One evening, when my boyfriend came home from work, he found me on his sofa, wrapped up in a fuzzy blue blanket in front of my laptop with watery eyes. 

"Tell me my life will not be like Les Misérables!" I sniffled.

"No, your life will not be like Les Misérables," he said, hanging up his coat, "You need to stop watching that trailer."

"Tell me that everything will be okay!" I insisted.

"Everything will be okay. It will all work out."

"That's what Fantine thought," I pointed out, "She thought everything would be okay. But then she ended up in prison! And had to sell her hair! And became a prostitute!" I started sobbing at the thought of having my hair lopped off with a dull razor. 

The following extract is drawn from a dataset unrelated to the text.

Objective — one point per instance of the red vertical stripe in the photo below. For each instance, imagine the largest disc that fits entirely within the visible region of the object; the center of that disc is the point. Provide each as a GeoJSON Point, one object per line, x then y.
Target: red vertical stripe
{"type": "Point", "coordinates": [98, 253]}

Perhaps I was being a tad overdramatic, but it's certainly scary to imagine that life will only continue getting worse and worse like Fantine's did.

After nearly three years since breaking off a five-and-a-half year relationship, I feel like I'm still in recovery mode--not emotionally, just in the get-my-life-back-on-track sense. But, honestly, what is there to do but to cry a little, laugh a little, and keep going?

On Being A Paper Bag Princess

A page from Vogue Hommes Internationa

The life of a paper bag princess is a dichotomy, but it's one that's purely circumstantial. It's a momentary fall from grace; a bump in the road. It's that scary what's-gonna-happen-to-me state when you're in-between jobs or when you've just broken up a long-term relationship. Whatever it is, it causes you to do a major financial readjust to the system.

For example, to the outside world, you might be carrying a Chanel handbag (that was purchased at 90% off at a sample sale eight years ago) around town, but, little do they know, because of your strict budget, you make your own lunch at home. Or, you're treated to a fabulous lunch at The Plaza by a friend but, instead of supping at Cipriani's for dinner, you find yourself heating up a can of soup. It's a yin-yang way of life that you've somehow come to accept. At least for a while until you can figure things out.

Try this one for size: I was recently invited to go on an all expenses paid press trip to Gran Velas Riviera Nayarit, an all-inclusive 5-star resort in Puerto Vallarta next week. But, guess what? I haven't secured a job yet! Imagine getting emails asking you to pick your preference of luxurious spa treatments and off-site adventures while you're simultaneously scouring the Internet for jobs. Oh, the irony.

You can't be a paper bag princess forever, though. This is impossible if you're smart and willing, and full of hopeful, positive energy. The coin will turn. The coin has to turn.